With the ‘unusual’ becoming the ‘new normal’, Hayter also warned that the idea of an end to “The Office” is certainly overblown. According to the ILO, in high-income countries, 27 per cent of workers could work remotely from home. “This does not mean that they will continue to work remotely. The question is how we can adapt work practices and reap the benefits of this experience with remote working – for employers and workers – while not losing the social and economic value of work as a place”, she stated.
Hayter also pointed out that while people celebrate the innovations in work organisation that have supported business continuity during the health crisis, one cannot forget that many will have lost their jobs or gone out of business as the pandemic has brought some industries to a standstill.

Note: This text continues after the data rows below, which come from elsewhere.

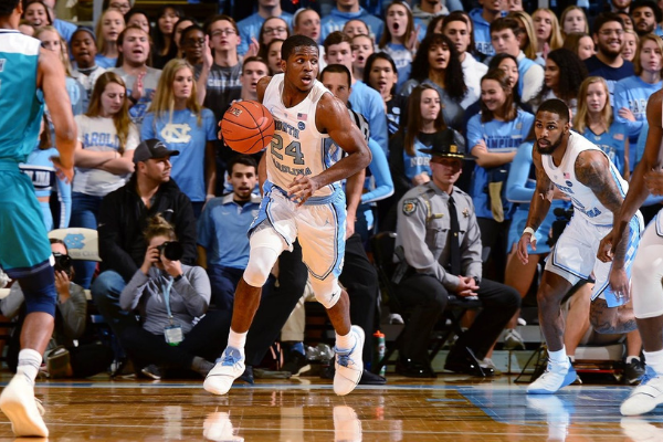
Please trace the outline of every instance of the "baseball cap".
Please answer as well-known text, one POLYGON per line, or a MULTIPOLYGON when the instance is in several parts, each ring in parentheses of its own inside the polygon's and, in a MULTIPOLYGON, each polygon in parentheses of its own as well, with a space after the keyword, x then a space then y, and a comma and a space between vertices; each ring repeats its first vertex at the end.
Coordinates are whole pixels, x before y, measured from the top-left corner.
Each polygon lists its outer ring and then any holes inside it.
POLYGON ((134 150, 134 162, 147 161, 152 158, 166 158, 179 155, 179 150, 170 150, 164 143, 150 138, 140 143, 134 150))
POLYGON ((430 154, 434 157, 473 159, 465 152, 465 139, 454 129, 446 128, 435 133, 430 149, 419 149, 420 152, 430 154))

She has interestingly made it clear that for workers engaged with labour market characterized by the prevalence of short-term contracts or freelance work as opposed to permanent jobs, “work is not a place, but an activity performed for an income”. The pandemic has revealed the “false choice between flexibility and income security”, she correctly points out. While suggesting that their work is performed under conditions that are safe, she says that ILO estimates a 60 per cent decline in the earnings of the almost 1.6 billion workers in the informal economy in the first month of the crisis. These workers are not able to work remotely and face the impossible choice of risking life or livelihood.
Here, one is not sure if the multitude of displaced migrant labour/workers who has to shift base or return to their home states in India come under the estimates and the scheme of planning that Hayter is referring to. The challenge seems clearer in developing and emerging economies. Here, one can see the palpable negative impact of rising unemployment and the futility of digital preparedness. How would India manage the migrant crisis is yet to be fathomed. While the nation state prepares to face the worst under rising number of COVID-19 cases with the utter failure to flatten the curve, the digital transformation of work and possibility to engage in remote work is latched on to limited picture of limited economy. In plain words, it is those in the upper income brackets who are the most likely to choose to work remotely, whereas those in the lowest have no choice; they will have to commute and are more likely to be poor, as Hayter puts it.